Michell’s focus was sharper than ever when working with Broadbent and Mirren. “With Roger, it was always about the script and making sure we were telling the story in the best possible way,” says Bentham. “He doesn’t go over because he’s editing the film in his head. He’s very clear on the shots he needs. The cast and crew love it; nothing is wasted.
“The main thing is humanity,” says McCracken of Pathé of Michell. “It’s that deep interest in people. There was something very un-cynical about him. He was just a brilliant, massively imaginative director.
The Duke It may sound like a quintessentially British story, but it captured the imaginations of international distributors before production began. “The first market we took him to would have been AFM 2019, because we started shooting in January 2020,” recalls McCracken. Several territories were pre-sold and production ended just before the pandemic. Then, after the virtual Cannes in 2020, Sony Pictures Classics reclaimed the American, Scandinavian and Latin American rights as part of a deal announced immediately after the premiere of the Venice Film Festival.

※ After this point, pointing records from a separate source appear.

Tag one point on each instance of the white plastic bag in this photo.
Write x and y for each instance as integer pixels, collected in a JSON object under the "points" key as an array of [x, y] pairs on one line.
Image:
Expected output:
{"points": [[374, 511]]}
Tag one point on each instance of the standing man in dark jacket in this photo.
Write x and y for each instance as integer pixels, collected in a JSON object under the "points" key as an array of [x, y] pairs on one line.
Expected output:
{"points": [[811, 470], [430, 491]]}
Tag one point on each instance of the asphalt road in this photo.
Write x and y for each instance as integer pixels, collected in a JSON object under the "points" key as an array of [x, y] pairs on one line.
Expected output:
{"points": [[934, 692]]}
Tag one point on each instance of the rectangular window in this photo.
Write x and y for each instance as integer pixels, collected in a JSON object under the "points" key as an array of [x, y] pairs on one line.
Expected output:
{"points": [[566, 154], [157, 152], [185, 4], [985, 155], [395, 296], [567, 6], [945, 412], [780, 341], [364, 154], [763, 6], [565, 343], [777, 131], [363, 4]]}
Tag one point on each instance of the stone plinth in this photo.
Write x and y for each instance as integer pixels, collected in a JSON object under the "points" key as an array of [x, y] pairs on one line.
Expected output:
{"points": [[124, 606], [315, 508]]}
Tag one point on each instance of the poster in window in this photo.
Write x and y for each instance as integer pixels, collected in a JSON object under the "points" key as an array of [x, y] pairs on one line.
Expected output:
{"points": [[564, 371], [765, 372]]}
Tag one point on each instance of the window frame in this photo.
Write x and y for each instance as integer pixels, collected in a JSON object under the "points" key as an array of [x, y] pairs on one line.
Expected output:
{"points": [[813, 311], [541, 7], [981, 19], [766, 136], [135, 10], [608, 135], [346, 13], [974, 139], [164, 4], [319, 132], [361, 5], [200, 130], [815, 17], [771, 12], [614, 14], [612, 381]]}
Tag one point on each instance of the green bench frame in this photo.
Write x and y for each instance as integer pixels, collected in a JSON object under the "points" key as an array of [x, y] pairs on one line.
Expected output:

But, as Covid-19 took hold, growers had to “shut everything down and sit on it,” says McCracken. The release was initially pushed back a year to September 2021, but McCracken decided to take another hiatus, resetting the UK date to February 25, 2022. “I was going to have to push the button on a really big one. spend on TV advertising, which becomes irrevocable, “says McCracken.” I just bottled it. I thought to myself, ‘The proof that an older audience is coming back to the movies in September just isn’t there. “
Despite the delays, the producers remain confident that the film will be recognized by voters and audiences. “It was difficult to wait for the right moment, especially difficult because this delay means that Roger will not see the film’s release, which is tragic,” notes Bentham. “But, as a producer, patience and optimism are the two bags that I have all the time.”